In addition to the amino acid sequences themselves, we built classifiers which incorporated the following derived attributes:
Download dataset including these attributes.
Genetic Distance refers to the pairwise distance between a sequence and an R5 consensus sequence. The program Protdist in the PHYLIP package (Felsenstein, 1989) was used to build a matrix of pairwise distances between every sequence included in our analysis and an artificial R5 consensus strain (generated using the Se-Al v2.0 Carbon Sequence Alignment Editor). The evolutionary pattern underlying the distinction between these phenotypic classes motivated us to include genetic distance from an artificial R5 consensus as an attribute; X4 strains often evolve from R5 ancestral variants during the course of infection (Kreisberg et al, 2001). Therefore, a positive correlation may exist between distance to the R5 consensus and likelihood of CXCR4 usage.
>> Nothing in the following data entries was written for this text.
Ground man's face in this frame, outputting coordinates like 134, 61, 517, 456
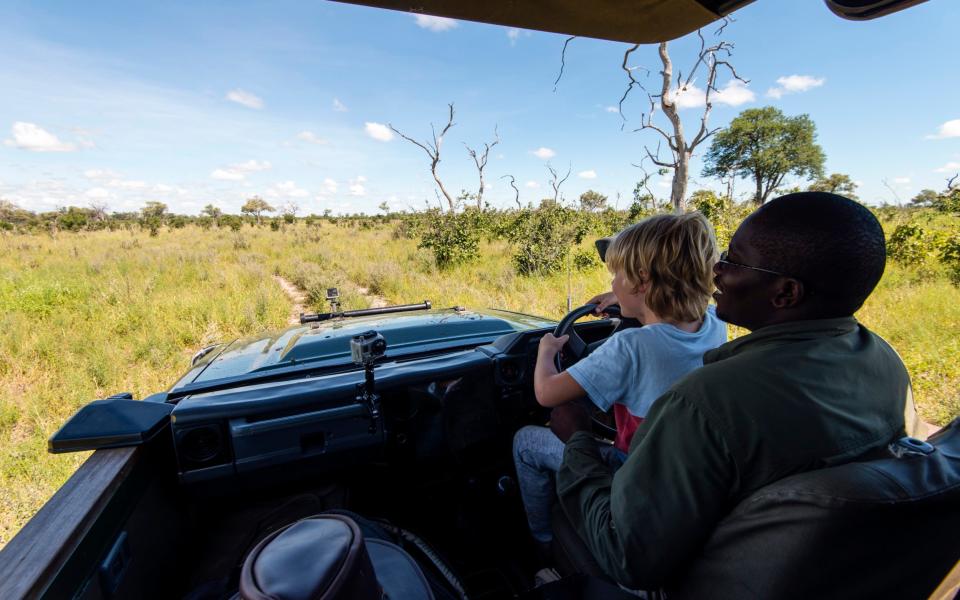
713, 218, 778, 331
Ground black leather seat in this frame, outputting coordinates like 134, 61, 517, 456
554, 419, 960, 600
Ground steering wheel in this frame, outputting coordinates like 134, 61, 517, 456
553, 304, 620, 439
553, 304, 620, 371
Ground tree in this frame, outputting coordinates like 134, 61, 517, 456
620, 25, 749, 212
463, 127, 500, 209
387, 103, 456, 212
140, 200, 167, 219
703, 106, 825, 205
580, 190, 607, 210
547, 163, 573, 204
807, 173, 859, 200
240, 196, 276, 225
500, 175, 523, 209
910, 190, 940, 206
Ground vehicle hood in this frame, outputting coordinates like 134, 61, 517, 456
170, 308, 556, 392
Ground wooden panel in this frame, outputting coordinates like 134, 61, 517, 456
0, 448, 141, 600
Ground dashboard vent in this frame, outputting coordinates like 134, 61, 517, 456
176, 425, 230, 471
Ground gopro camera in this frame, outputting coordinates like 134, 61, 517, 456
350, 331, 387, 365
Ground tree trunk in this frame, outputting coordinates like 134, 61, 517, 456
430, 161, 457, 212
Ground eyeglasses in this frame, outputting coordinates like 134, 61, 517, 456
717, 250, 789, 277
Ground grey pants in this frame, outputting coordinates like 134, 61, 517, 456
513, 425, 626, 542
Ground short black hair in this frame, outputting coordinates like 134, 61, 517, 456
749, 192, 887, 316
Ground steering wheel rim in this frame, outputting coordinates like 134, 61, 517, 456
553, 304, 620, 372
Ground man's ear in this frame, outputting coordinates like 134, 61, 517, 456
770, 277, 805, 309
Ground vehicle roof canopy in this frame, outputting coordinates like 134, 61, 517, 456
336, 0, 926, 44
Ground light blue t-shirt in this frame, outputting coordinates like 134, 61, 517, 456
567, 306, 727, 418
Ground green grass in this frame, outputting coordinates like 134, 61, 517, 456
0, 223, 960, 546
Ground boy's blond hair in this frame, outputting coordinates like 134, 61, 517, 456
606, 212, 718, 322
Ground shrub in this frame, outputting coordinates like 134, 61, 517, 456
417, 210, 480, 269
511, 204, 576, 275
887, 223, 925, 265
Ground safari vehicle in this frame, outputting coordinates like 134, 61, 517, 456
0, 0, 960, 599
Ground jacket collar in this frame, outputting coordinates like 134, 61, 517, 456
703, 317, 860, 365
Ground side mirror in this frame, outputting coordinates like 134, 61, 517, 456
47, 398, 173, 454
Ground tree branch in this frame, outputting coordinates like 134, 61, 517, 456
553, 35, 577, 93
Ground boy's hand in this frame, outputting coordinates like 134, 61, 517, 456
537, 333, 570, 360
587, 291, 620, 315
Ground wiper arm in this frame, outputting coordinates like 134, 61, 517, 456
300, 300, 433, 325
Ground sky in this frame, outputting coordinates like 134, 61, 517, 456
0, 0, 960, 215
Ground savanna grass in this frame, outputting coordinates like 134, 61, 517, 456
0, 221, 960, 545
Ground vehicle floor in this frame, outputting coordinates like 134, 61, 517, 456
180, 454, 542, 600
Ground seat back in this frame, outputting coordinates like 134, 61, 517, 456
666, 419, 960, 599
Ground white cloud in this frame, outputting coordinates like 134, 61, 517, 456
4, 121, 77, 152
107, 179, 147, 190
320, 177, 338, 194
265, 181, 310, 198
210, 159, 273, 181
710, 79, 757, 106
414, 15, 459, 31
927, 119, 960, 140
767, 75, 827, 98
363, 121, 393, 142
672, 79, 756, 109
530, 146, 557, 160
83, 169, 120, 179
227, 89, 263, 110
210, 169, 246, 181
297, 131, 327, 144
350, 175, 367, 196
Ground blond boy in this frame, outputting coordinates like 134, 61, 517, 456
513, 212, 727, 544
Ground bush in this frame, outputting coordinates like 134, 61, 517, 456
887, 223, 926, 265
937, 234, 960, 287
511, 204, 577, 275
417, 210, 480, 269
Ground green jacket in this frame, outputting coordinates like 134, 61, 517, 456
557, 317, 912, 589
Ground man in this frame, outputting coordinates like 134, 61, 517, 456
551, 192, 912, 589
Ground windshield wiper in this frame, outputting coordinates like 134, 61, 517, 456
300, 300, 433, 325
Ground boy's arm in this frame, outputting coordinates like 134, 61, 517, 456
533, 333, 586, 408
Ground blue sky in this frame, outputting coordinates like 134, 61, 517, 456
0, 0, 960, 214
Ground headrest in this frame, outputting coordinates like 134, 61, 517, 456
240, 515, 381, 600
667, 419, 960, 598
240, 513, 433, 600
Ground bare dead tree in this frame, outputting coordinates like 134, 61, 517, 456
620, 22, 749, 212
90, 202, 109, 221
500, 175, 523, 209
463, 126, 500, 208
547, 163, 573, 203
387, 102, 456, 212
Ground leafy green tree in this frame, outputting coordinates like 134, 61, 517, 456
140, 200, 167, 220
703, 106, 825, 205
580, 190, 607, 210
240, 196, 276, 225
807, 173, 860, 201
910, 190, 940, 206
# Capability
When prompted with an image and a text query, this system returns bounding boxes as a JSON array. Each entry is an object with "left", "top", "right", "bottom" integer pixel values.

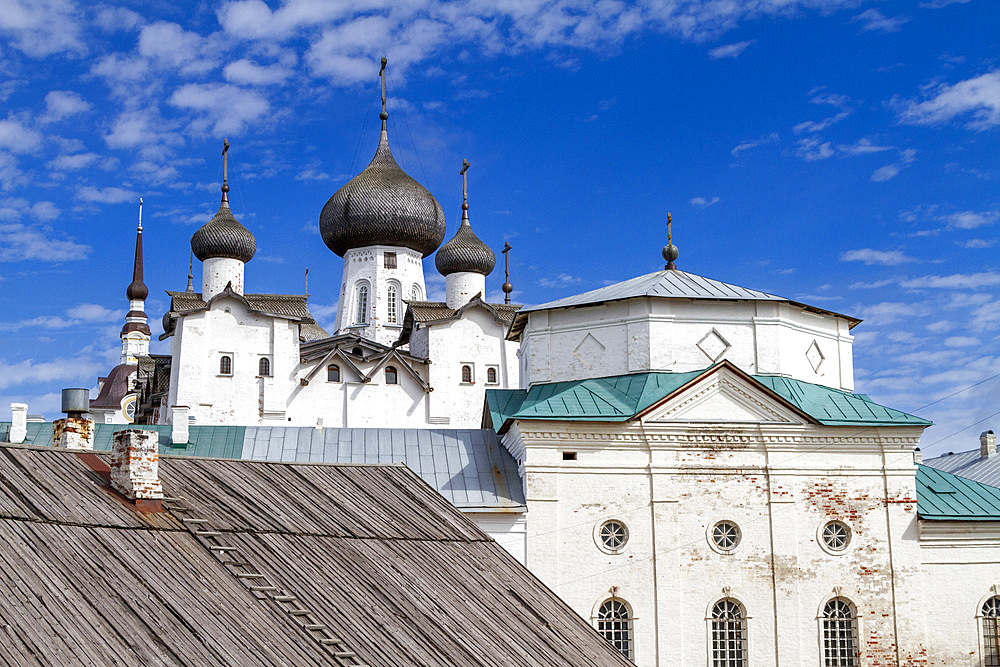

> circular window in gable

[
  {"left": 820, "top": 521, "right": 851, "bottom": 553},
  {"left": 709, "top": 521, "right": 743, "bottom": 553},
  {"left": 596, "top": 519, "right": 628, "bottom": 554}
]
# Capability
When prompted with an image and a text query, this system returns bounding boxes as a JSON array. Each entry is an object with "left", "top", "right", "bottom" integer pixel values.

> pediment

Gap number was included as a training attribute to explore the possibility that overall V3 loop length contributes to viral phenotype (gap number is inversely related to sequence length).
The net charge of each sequence was calculated and recorded by assigning a +1 positive charge to basic residues (Arginine, Lysine, Histidine), a -1 negative charge to the acidic residues (Aspartic acid and Glutamic acid), and a neutral charge to all other amino acids. Net charge of the V3 loop sequence has previously been reported as a reasonable predictor of HIV coreceptor usage (Fouchier et al, 1992).
We predicted and recorded the coreceptor usage of each isolate in our data set using the conventional charge rule (presence of a positively-charged residue at positions 11 and/or 25 of the V3 loop = X4, all else = R5). The charge rule designation was included as an attribute to indirectly evaluate the predictive power of the conventional classification scheme and to see if a simple addition to the rule could be learned that would improve its performance.